When data management platforms (DMPs) first arrived on the scene, I had a standard, oft-repeated description of its twin superpowers. A DMP does two things uniquely well:
Segmentation: A DMP uses rich, unified customer and prospect data sets to create finely targeted segments.
Activation: A DMP uses APIs to communicate these segments, at a unique ID level, to publishers, ad networks, and even an organization’s internal stakeholders, such as customer support centers.
But are these still unique to the DMP? If these two superpowers seem oddly similar to the capabilities of a customer data platform (CDP), then congratulations! You’ve been paying attention to changes in the tech world.
Probably the biggest difference between these two platforms is that a CDP typically relies primarily on first-party data and a DMP traditionally activates on a combination of first-, second-, and third-party data.
And therein lies the rub.
A Timely Shift Toward First-Party Data
There is a measurable shift away from DMPs and toward CDPs, due in large part to the privacy laws that are restricting third-party cookies in popular web browsers, as I wrote about in The Importance of CDPs in a Cookieless World.
These forces are causing major MarTech companies to shut down their DMPs, most notably Salesforce. Adobe, another major DMP player with its popular Audience Manager, may soon follow suit as DMP capabilities become completely addressed by Experience Platform, Adobe’s CDP.
It’s not just Salesforce and Adobe. There is plenty of industry speculation that as CDPs become more powerful and versatile, they will step in entirely, using cookieless methods to deliver audiences to publishers and ad marketplaces. What is unclear is the exact nature of these new methods.
One hint of how this might be accomplished comes from recent news that Google is expanding the testing windows for its Privacy Sandbox. There they announce, “We've released trial versions of a number of new Privacy Sandbox APIs in Chrome for developers to test.”

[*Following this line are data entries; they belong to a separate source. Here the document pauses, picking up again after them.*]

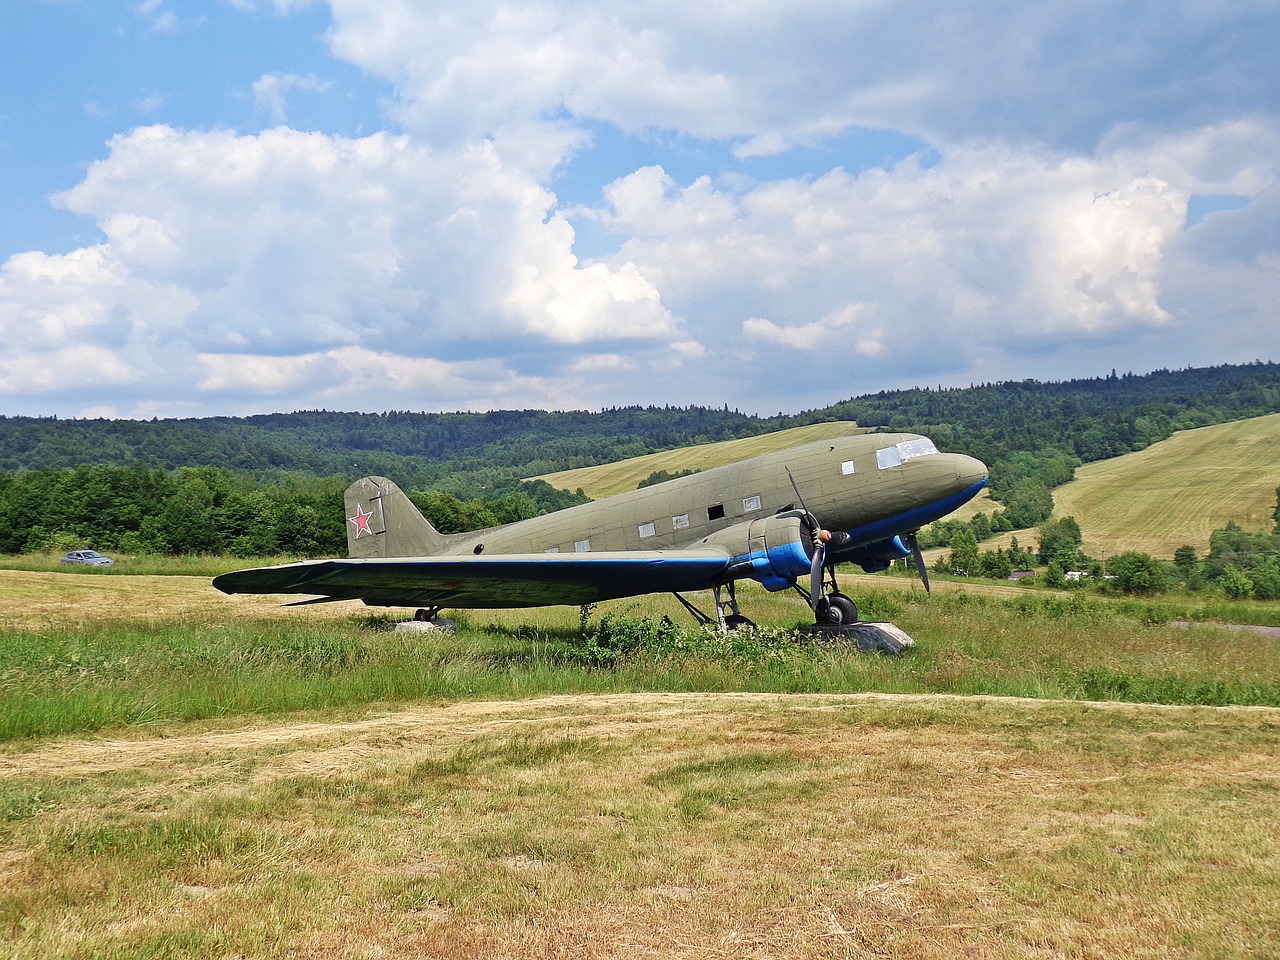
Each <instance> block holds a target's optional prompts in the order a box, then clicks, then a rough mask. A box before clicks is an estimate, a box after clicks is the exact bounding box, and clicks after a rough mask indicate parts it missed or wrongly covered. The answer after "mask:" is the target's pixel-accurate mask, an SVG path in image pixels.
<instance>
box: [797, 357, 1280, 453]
mask: <svg viewBox="0 0 1280 960" xmlns="http://www.w3.org/2000/svg"><path fill="white" fill-rule="evenodd" d="M818 412H820V415H822V416H833V417H836V419H840V420H856V421H858V422H859V424H861V425H863V426H891V428H893V429H902V430H913V431H916V433H923V434H927V435H929V436H932V438H933V439H934V440H936V442H937V443H938V445H940V447H942V448H943V449H954V451H963V452H965V453H969V454H972V456H975V457H979V458H980V460H984V461H987V462H988V463H997V462H1000V461H1002V460H1006V458H1007V457H1009V456H1010V454H1012V453H1019V452H1021V453H1036V454H1041V456H1046V454H1064V456H1066V457H1073V458H1075V460H1079V461H1080V462H1084V463H1088V462H1092V461H1097V460H1107V458H1108V457H1117V456H1120V454H1121V453H1129V452H1132V451H1137V449H1143V448H1146V447H1149V445H1151V444H1152V443H1156V442H1157V440H1164V439H1166V438H1167V436H1170V435H1171V434H1172V433H1174V431H1176V430H1188V429H1192V428H1197V426H1210V425H1212V424H1222V422H1228V421H1230V420H1243V419H1245V417H1254V416H1262V415H1265V413H1275V412H1280V364H1263V362H1254V364H1248V365H1242V366H1215V367H1199V369H1187V370H1157V371H1155V372H1152V374H1146V375H1140V376H1139V375H1135V374H1124V375H1120V376H1117V375H1116V374H1115V372H1114V371H1112V374H1111V375H1110V376H1105V378H1097V379H1092V380H1062V381H1055V383H1039V381H1037V380H1016V381H1015V380H1009V381H1002V383H995V384H980V385H974V387H966V388H960V389H936V390H933V389H911V390H892V392H882V393H877V394H868V396H864V397H855V398H852V399H849V401H845V402H842V403H835V404H832V406H831V407H826V408H824V410H822V411H818Z"/></svg>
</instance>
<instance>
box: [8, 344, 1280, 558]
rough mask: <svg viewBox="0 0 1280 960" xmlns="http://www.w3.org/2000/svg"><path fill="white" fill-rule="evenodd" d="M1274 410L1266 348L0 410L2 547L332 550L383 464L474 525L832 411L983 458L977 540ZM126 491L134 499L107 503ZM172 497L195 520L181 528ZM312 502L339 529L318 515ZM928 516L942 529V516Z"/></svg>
mask: <svg viewBox="0 0 1280 960" xmlns="http://www.w3.org/2000/svg"><path fill="white" fill-rule="evenodd" d="M1277 411H1280V365H1277V364H1270V362H1266V364H1263V362H1261V361H1260V362H1254V364H1245V365H1224V366H1216V367H1203V369H1187V370H1176V371H1170V370H1157V371H1155V372H1152V374H1146V375H1142V376H1138V375H1133V374H1125V375H1116V374H1115V371H1112V374H1111V375H1110V376H1105V378H1096V379H1088V380H1066V381H1055V383H1039V381H1036V380H1021V381H1004V383H987V384H975V385H972V387H968V388H955V389H951V388H937V389H931V388H913V389H909V390H886V392H879V393H876V394H865V396H861V397H852V398H850V399H847V401H841V402H838V403H833V404H831V406H828V407H823V408H820V410H812V411H805V412H801V413H796V415H791V416H786V415H782V413H778V415H776V416H772V417H760V416H754V415H748V413H742V412H740V411H737V410H732V411H731V410H730V408H728V407H727V406H724V407H721V408H716V407H699V406H691V407H671V406H667V407H655V406H648V407H640V406H634V407H614V408H609V410H604V411H599V412H585V411H567V412H549V411H536V410H525V411H495V412H490V413H413V412H408V411H390V412H385V413H342V412H332V411H302V412H296V413H271V415H265V416H253V417H206V419H189V420H152V421H131V420H59V419H56V417H49V419H45V417H5V416H0V524H3V526H4V529H3V530H0V552H10V553H12V552H18V550H24V549H36V548H40V547H44V545H47V544H51V543H52V541H54V539H56V538H61V539H60V540H58V541H59V543H63V541H68V540H70V539H78V540H79V543H78V544H77V545H83V544H86V543H88V544H95V545H97V547H99V548H100V549H101V548H111V549H125V550H129V552H140V553H146V552H155V550H161V552H172V553H186V552H206V550H209V549H216V550H225V552H233V553H244V554H246V556H248V553H253V554H259V553H271V552H280V553H292V554H300V556H310V554H312V553H326V552H330V549H332V547H333V544H334V540H333V538H334V536H337V538H338V545H339V547H340V544H342V540H343V534H342V530H340V527H342V524H339V522H335V521H334V520H332V518H333V517H340V516H342V515H340V492H342V489H344V488H346V485H347V484H348V483H351V481H352V480H355V479H357V477H360V476H365V475H383V476H389V477H393V479H394V480H396V481H397V483H398V484H399V485H401V486H402V488H404V489H406V490H410V492H415V490H416V492H419V493H417V494H411V495H417V497H419V498H420V499H421V500H422V504H425V512H426V513H428V515H429V517H431V511H436V512H438V513H436V516H435V518H433V522H436V521H439V522H438V526H439V527H440V529H442V530H454V529H475V527H479V526H488V525H489V521H490V520H498V522H504V520H506V518H520V517H521V516H524V515H525V513H527V512H529V511H531V509H534V511H536V512H547V511H550V509H558V508H561V507H564V506H571V504H572V503H580V502H582V500H584V499H585V498H582V497H581V495H580V494H573V493H566V492H556V490H552V488H549V486H547V485H545V484H543V485H541V488H539V486H538V485H536V484H529V483H526V481H525V480H522V477H527V476H536V475H539V474H545V472H552V471H556V470H564V468H571V467H581V466H591V465H596V463H603V462H612V461H616V460H622V458H626V457H632V456H640V454H645V453H654V452H659V451H664V449H672V448H676V447H684V445H691V444H698V443H708V442H714V440H726V439H736V438H741V436H750V435H756V434H762V433H768V431H772V430H778V429H783V428H788V426H799V425H805V424H813V422H820V421H832V420H855V421H858V422H859V424H860V425H863V426H870V428H878V429H884V430H895V431H909V433H920V434H925V435H928V436H932V438H933V439H934V440H936V442H937V443H938V445H940V448H942V449H947V451H959V452H965V453H970V454H973V456H977V457H979V458H982V460H983V461H984V462H986V463H987V465H988V467H991V494H992V497H993V499H996V500H997V502H1000V503H1001V504H1002V508H1001V509H998V511H997V512H996V513H993V515H992V516H991V517H989V518H987V521H986V522H987V524H988V525H989V531H988V535H989V532H1000V531H1006V530H1023V529H1029V527H1034V526H1037V525H1039V524H1043V522H1044V521H1047V520H1048V517H1050V516H1051V515H1052V511H1053V497H1052V490H1053V489H1055V488H1056V486H1059V485H1061V484H1064V483H1066V481H1069V480H1071V479H1073V476H1074V472H1075V468H1076V466H1079V465H1080V463H1084V462H1089V461H1092V460H1101V458H1105V457H1112V456H1117V454H1120V453H1126V452H1130V451H1135V449H1142V448H1143V447H1146V445H1149V444H1151V443H1155V442H1157V440H1161V439H1165V438H1167V436H1169V435H1170V434H1171V433H1174V431H1175V430H1180V429H1188V428H1194V426H1207V425H1211V424H1217V422H1224V421H1228V420H1234V419H1242V417H1251V416H1261V415H1263V413H1274V412H1277ZM95 471H96V472H95ZM113 471H114V472H113ZM655 479H657V480H660V479H663V477H652V479H650V480H655ZM37 490H38V492H40V493H38V494H37V493H36V492H37ZM51 492H56V493H58V494H59V495H58V497H50V495H46V494H50V493H51ZM525 498H527V500H526V499H525ZM529 500H531V503H530V502H529ZM123 503H128V504H129V506H128V508H125V507H123V506H122V507H119V508H116V506H115V504H123ZM77 504H78V507H77ZM77 509H79V512H77ZM183 511H187V512H188V513H189V516H193V517H197V520H196V521H195V522H189V524H186V522H184V521H183V520H182V517H179V513H182V512H183ZM314 511H321V516H324V517H325V518H326V520H325V522H326V524H328V525H329V527H330V530H332V531H333V532H330V534H328V535H326V534H321V532H317V531H315V530H314V525H312V521H311V516H312V512H314ZM145 517H150V518H151V520H150V521H148V524H143V518H145ZM937 530H938V531H941V532H938V536H946V532H945V530H946V527H937ZM975 532H978V534H982V532H983V531H975ZM983 539H986V536H979V541H980V540H983ZM271 544H274V545H275V547H274V549H270V545H271ZM936 545H946V541H945V540H941V541H938V543H937V544H936ZM259 548H261V549H259Z"/></svg>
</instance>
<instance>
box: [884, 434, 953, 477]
mask: <svg viewBox="0 0 1280 960" xmlns="http://www.w3.org/2000/svg"><path fill="white" fill-rule="evenodd" d="M937 452H938V448H937V447H934V445H933V440H931V439H929V438H927V436H918V438H916V439H914V440H902V442H901V443H895V444H893V445H892V447H881V448H879V449H878V451H876V466H878V467H879V468H881V470H888V468H890V467H900V466H902V462H904V461H908V460H915V458H916V457H928V456H931V454H933V453H937Z"/></svg>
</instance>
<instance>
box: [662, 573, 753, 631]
mask: <svg viewBox="0 0 1280 960" xmlns="http://www.w3.org/2000/svg"><path fill="white" fill-rule="evenodd" d="M726 586H727V588H728V602H724V600H723V599H721V590H723V589H724V588H726ZM712 590H714V593H716V616H714V617H708V616H707V614H705V613H703V612H701V611H700V609H698V608H696V607H694V604H691V603H690V602H689V600H686V599H685V598H684V596H681V595H680V594H672V596H675V598H676V599H677V600H680V602H681V603H682V604H684V605H685V609H686V611H689V612H690V613H692V614H694V618H695V620H696V621H698V622H699V623H701V625H703V626H705V627H709V626H712V625H716V626H718V627H719V630H721V632H722V634H727V632H728V631H730V630H744V628H746V630H754V628H755V622H754V621H751V620H750V618H749V617H744V616H742V612H741V611H740V609H739V608H737V588H736V586H735V582H733V581H732V580H730V581H728V582H727V584H724V585H718V584H717V585H716V586H713V588H712ZM726 608H728V609H730V611H732V612H731V613H726V612H724V611H726Z"/></svg>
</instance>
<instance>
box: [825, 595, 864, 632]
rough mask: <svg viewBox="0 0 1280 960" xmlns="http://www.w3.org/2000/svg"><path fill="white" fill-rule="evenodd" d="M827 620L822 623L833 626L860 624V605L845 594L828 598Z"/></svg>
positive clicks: (826, 611)
mask: <svg viewBox="0 0 1280 960" xmlns="http://www.w3.org/2000/svg"><path fill="white" fill-rule="evenodd" d="M826 614H827V616H826V618H824V620H823V621H822V622H824V623H829V625H833V626H849V625H850V623H856V622H858V604H855V603H854V602H852V600H850V599H849V598H847V596H845V595H844V594H833V595H831V596H828V598H827V609H826Z"/></svg>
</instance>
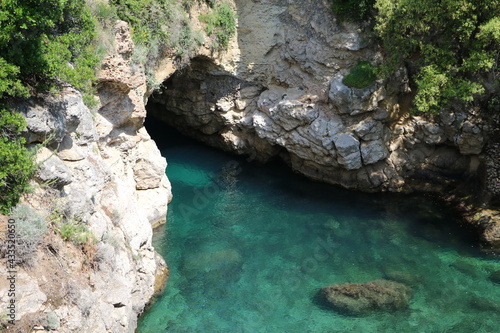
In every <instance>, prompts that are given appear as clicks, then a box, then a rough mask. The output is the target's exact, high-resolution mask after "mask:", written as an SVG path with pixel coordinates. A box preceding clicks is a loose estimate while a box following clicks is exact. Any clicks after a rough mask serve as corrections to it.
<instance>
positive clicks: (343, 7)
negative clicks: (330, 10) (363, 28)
mask: <svg viewBox="0 0 500 333" xmlns="http://www.w3.org/2000/svg"><path fill="white" fill-rule="evenodd" d="M331 1H332V10H333V12H334V13H335V14H336V15H337V17H338V18H339V20H340V21H362V20H366V19H368V18H370V15H371V14H372V11H373V4H374V3H375V0H331Z"/></svg>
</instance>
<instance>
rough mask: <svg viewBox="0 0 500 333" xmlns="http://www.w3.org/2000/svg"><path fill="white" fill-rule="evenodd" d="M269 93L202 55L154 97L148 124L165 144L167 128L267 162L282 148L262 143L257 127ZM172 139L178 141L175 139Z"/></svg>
mask: <svg viewBox="0 0 500 333" xmlns="http://www.w3.org/2000/svg"><path fill="white" fill-rule="evenodd" d="M263 90H264V88H263V87H262V86H260V85H257V84H251V83H248V82H246V81H244V80H241V79H239V78H237V77H236V76H235V75H234V74H232V73H230V72H228V71H226V70H224V69H223V68H221V67H220V66H217V65H216V64H215V63H214V62H213V61H212V60H211V59H210V58H208V57H204V56H199V57H196V58H194V59H192V60H191V63H190V64H189V66H187V67H185V68H183V69H180V70H177V71H176V72H175V73H174V74H172V75H171V76H170V77H169V78H168V79H167V80H165V82H164V83H163V84H162V85H161V87H160V88H159V89H158V90H156V91H155V92H154V93H153V94H152V95H151V96H150V98H149V101H148V103H147V105H146V109H147V113H148V116H147V121H146V124H145V125H146V128H147V129H148V132H150V134H151V135H152V137H153V138H154V140H155V141H156V142H157V143H159V144H160V143H162V142H163V143H165V144H166V141H167V138H166V136H167V133H166V127H165V126H170V127H172V128H175V129H176V131H178V132H179V133H181V134H183V135H186V136H188V137H191V138H194V139H196V140H198V141H201V142H203V143H205V144H208V145H210V146H212V147H215V148H218V149H221V150H224V151H228V152H232V153H236V154H238V155H250V156H251V157H252V159H256V160H259V161H267V160H269V158H270V157H273V156H277V155H278V153H279V152H280V148H279V147H275V146H271V145H270V144H269V143H267V142H265V141H264V140H262V139H260V138H259V137H258V136H257V135H256V134H255V131H254V129H253V127H252V124H251V119H252V117H251V114H252V112H253V110H255V108H256V107H257V100H258V97H259V95H260V94H261V93H262V91H263ZM169 131H171V132H172V130H171V129H170V130H169ZM169 140H170V141H169V144H170V143H172V142H175V138H173V137H170V135H169Z"/></svg>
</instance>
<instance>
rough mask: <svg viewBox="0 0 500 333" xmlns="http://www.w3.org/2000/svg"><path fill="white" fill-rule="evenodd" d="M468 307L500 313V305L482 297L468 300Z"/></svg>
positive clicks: (475, 297)
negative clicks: (470, 299)
mask: <svg viewBox="0 0 500 333" xmlns="http://www.w3.org/2000/svg"><path fill="white" fill-rule="evenodd" d="M469 306H470V307H471V308H474V309H477V310H479V311H494V312H500V305H499V304H498V303H496V302H495V301H492V300H490V299H487V298H484V297H474V298H472V299H471V300H470V302H469Z"/></svg>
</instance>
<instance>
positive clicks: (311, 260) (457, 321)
mask: <svg viewBox="0 0 500 333" xmlns="http://www.w3.org/2000/svg"><path fill="white" fill-rule="evenodd" d="M176 140H177V143H176V144H175V145H171V146H166V145H164V147H163V150H162V153H163V155H164V156H165V157H167V159H168V162H169V165H168V168H167V174H168V176H169V178H170V181H171V182H172V186H173V194H174V199H173V201H172V203H171V204H170V206H169V212H168V224H167V225H165V226H162V227H160V228H159V229H157V230H156V232H155V235H154V245H155V247H156V249H157V251H158V252H160V253H161V254H162V255H163V256H164V258H165V259H166V261H167V264H168V265H169V268H170V272H171V273H170V278H169V280H168V285H167V287H166V289H165V291H164V293H163V294H161V295H160V296H159V297H158V298H157V299H156V301H155V303H154V304H153V306H151V307H150V308H149V309H148V310H147V311H146V313H145V314H144V316H142V318H141V319H140V322H139V327H138V332H140V333H160V332H200V333H201V332H207V333H212V332H213V333H218V332H269V333H271V332H287V333H288V332H290V333H295V332H296V333H306V332H311V333H312V332H314V333H332V332H467V333H469V332H499V331H500V313H499V309H500V305H499V302H500V285H496V284H494V283H492V282H491V281H490V280H489V279H488V276H489V274H490V272H491V271H494V270H499V269H500V263H499V262H498V260H494V259H487V258H483V257H481V255H480V253H479V252H478V251H477V249H476V248H475V247H474V244H475V243H474V242H475V241H474V240H473V238H472V236H470V235H469V234H468V233H467V232H466V231H464V230H457V225H456V223H457V222H456V219H455V218H454V217H453V215H452V214H451V212H449V211H447V210H446V209H443V208H442V207H440V206H439V205H438V204H437V203H435V202H433V201H432V200H431V199H426V198H423V197H394V196H389V195H380V194H379V195H366V194H360V193H353V192H348V191H344V190H341V189H337V188H335V187H331V186H327V185H324V184H318V183H314V182H310V181H308V180H306V179H304V178H302V177H299V176H296V175H293V174H291V173H290V172H288V171H287V170H286V168H285V167H284V166H277V165H275V166H265V167H260V166H256V165H254V164H247V163H245V162H244V160H235V159H234V157H231V156H228V155H226V154H224V153H221V152H218V151H215V150H212V149H210V148H207V147H204V146H201V145H198V144H196V143H192V142H191V141H189V140H182V141H179V138H177V139H176ZM167 141H170V142H172V140H167ZM174 142H175V140H174ZM159 144H160V147H161V145H162V143H161V142H160V143H159ZM387 276H393V277H394V276H399V278H401V276H402V278H403V279H405V280H409V281H410V282H411V284H412V285H413V291H414V296H413V299H412V301H411V303H410V306H409V308H408V309H407V310H404V311H400V312H396V313H391V314H386V313H376V314H373V315H369V316H365V317H349V316H343V315H341V314H338V313H336V312H333V311H332V310H330V309H327V308H325V307H324V306H323V305H322V304H320V303H318V302H317V301H316V300H315V295H316V293H317V291H318V289H319V288H321V287H323V286H326V285H330V284H332V283H343V282H366V281H370V280H375V279H381V278H386V277H387Z"/></svg>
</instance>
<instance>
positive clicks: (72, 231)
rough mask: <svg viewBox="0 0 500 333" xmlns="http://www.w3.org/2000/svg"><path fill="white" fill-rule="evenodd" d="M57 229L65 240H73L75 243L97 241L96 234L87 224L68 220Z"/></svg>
mask: <svg viewBox="0 0 500 333" xmlns="http://www.w3.org/2000/svg"><path fill="white" fill-rule="evenodd" d="M57 231H58V232H59V234H60V235H61V237H62V238H63V239H64V240H69V241H72V242H73V243H74V244H75V245H84V244H90V243H94V242H95V237H94V235H93V234H92V232H91V231H90V230H89V228H88V227H87V226H86V225H85V224H81V223H74V222H66V223H62V224H61V225H59V227H58V228H57Z"/></svg>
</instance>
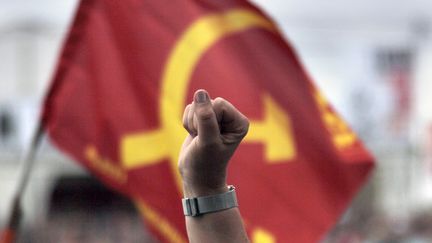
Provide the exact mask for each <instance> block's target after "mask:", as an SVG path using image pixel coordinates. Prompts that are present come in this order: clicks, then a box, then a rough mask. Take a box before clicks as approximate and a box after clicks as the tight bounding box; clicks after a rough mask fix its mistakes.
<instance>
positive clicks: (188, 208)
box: [182, 186, 238, 217]
mask: <svg viewBox="0 0 432 243" xmlns="http://www.w3.org/2000/svg"><path fill="white" fill-rule="evenodd" d="M182 204H183V213H184V215H185V216H192V217H195V216H199V215H202V214H206V213H212V212H217V211H221V210H225V209H229V208H233V207H237V206H238V203H237V197H236V193H235V187H234V186H228V192H225V193H222V194H217V195H210V196H203V197H194V198H183V199H182Z"/></svg>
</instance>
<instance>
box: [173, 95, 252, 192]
mask: <svg viewBox="0 0 432 243" xmlns="http://www.w3.org/2000/svg"><path fill="white" fill-rule="evenodd" d="M183 126H184V127H185V129H186V130H187V131H188V132H189V135H188V136H187V137H186V139H185V141H184V143H183V146H182V148H181V151H180V156H179V164H178V166H179V172H180V174H181V176H182V179H183V187H184V194H185V197H196V196H204V195H210V194H218V193H223V192H226V191H227V184H226V168H227V165H228V162H229V159H230V158H231V156H232V155H233V154H234V151H235V150H236V148H237V146H238V145H239V144H240V142H241V140H242V139H243V138H244V137H245V136H246V134H247V131H248V128H249V121H248V119H247V118H246V117H245V116H244V115H243V114H242V113H240V112H239V111H238V110H237V109H236V108H235V107H234V106H233V105H232V104H231V103H229V102H228V101H226V100H224V99H222V98H216V99H214V100H211V99H210V96H209V95H208V93H207V91H205V90H198V91H196V92H195V94H194V102H193V103H191V104H189V105H188V106H186V108H185V111H184V114H183Z"/></svg>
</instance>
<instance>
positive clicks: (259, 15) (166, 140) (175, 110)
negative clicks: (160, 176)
mask: <svg viewBox="0 0 432 243" xmlns="http://www.w3.org/2000/svg"><path fill="white" fill-rule="evenodd" d="M252 28H261V29H264V30H267V31H270V32H276V28H275V26H274V25H273V23H271V22H270V21H269V20H268V19H266V18H264V17H263V16H261V15H259V14H257V13H256V12H254V11H251V10H247V9H233V10H229V11H226V12H223V13H217V14H211V15H207V16H204V17H202V18H200V19H198V20H197V21H195V22H194V23H192V24H191V26H189V28H188V29H186V31H185V32H184V33H183V34H182V36H181V37H180V39H179V40H178V41H177V43H176V44H175V46H174V48H173V50H172V51H171V53H170V55H169V57H168V61H167V63H166V65H165V68H164V72H163V76H162V80H161V81H162V89H161V96H160V99H161V100H160V107H159V116H160V121H161V124H160V127H159V128H158V129H156V130H152V131H143V132H138V133H134V134H129V135H126V136H125V137H123V139H122V140H121V144H120V149H121V155H120V157H121V162H122V166H123V168H124V169H126V170H128V169H133V168H140V167H143V166H149V165H152V164H156V163H159V162H160V161H161V160H163V159H168V160H169V161H170V165H171V166H170V168H171V170H172V174H173V175H174V177H175V179H176V182H177V186H178V188H181V180H180V179H181V178H180V175H179V173H178V172H177V160H178V153H179V148H180V147H181V145H182V143H183V139H184V138H185V136H186V131H185V130H184V129H183V126H182V122H181V118H182V115H183V109H184V107H185V97H186V95H187V91H188V85H189V83H190V79H191V76H192V73H193V71H194V69H195V67H196V66H197V64H198V62H199V61H200V58H201V57H202V56H203V54H204V53H205V52H206V51H207V50H208V49H209V48H210V47H212V46H213V45H214V44H215V43H217V42H218V41H220V40H221V39H223V38H224V37H227V36H229V35H232V34H235V33H239V32H242V31H246V30H248V29H252ZM261 99H262V101H263V108H264V119H263V120H261V121H251V124H250V129H249V134H248V135H247V136H246V138H245V142H251V143H257V142H258V143H263V144H264V147H265V160H266V161H267V162H269V163H277V162H281V161H289V160H292V159H293V158H294V157H295V145H294V139H293V135H292V134H293V133H292V131H291V124H290V119H289V117H288V115H287V114H286V112H285V111H284V110H283V109H282V108H281V107H280V106H279V105H278V104H277V103H276V101H275V100H273V99H272V97H271V96H270V95H269V94H267V93H263V94H262V97H261Z"/></svg>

Publishers seem unconvinced. In what may be the most revealing look into the future of DMPs a survey by Emodo, Publishers Priorities and Strategies in a Changing AdTech Landscape, July 2023, reports that 40% of publishers are “concerned” about the future of identity yet nearly two-thirds don’t believe that current solutions such as first-party data and alternative IDs — as present in things like Google Chrome’s Privacy Sandbox — are a “sufficient strategy” to solve for ID loss.
All this uncertainty has not stopped many who had been reliant on DMPs from making the jump fully to CDPs for their advertising identities. A third of respondents to this Piano survey reported they use their CDP as a DMP. It’s a figure that’s still far behind those using their standalone DMPs (roughly half of those surveyed), but this may be because of the handful of use cases where a DMP can still deliver unique value for organizations.
The Bottom Line
The fate of DMPs is a trend worth watching. The death of The Third Party Cookie is like a crime story unfolding weekly. What is clear is that the days of DMPs operating as we know them are numbered.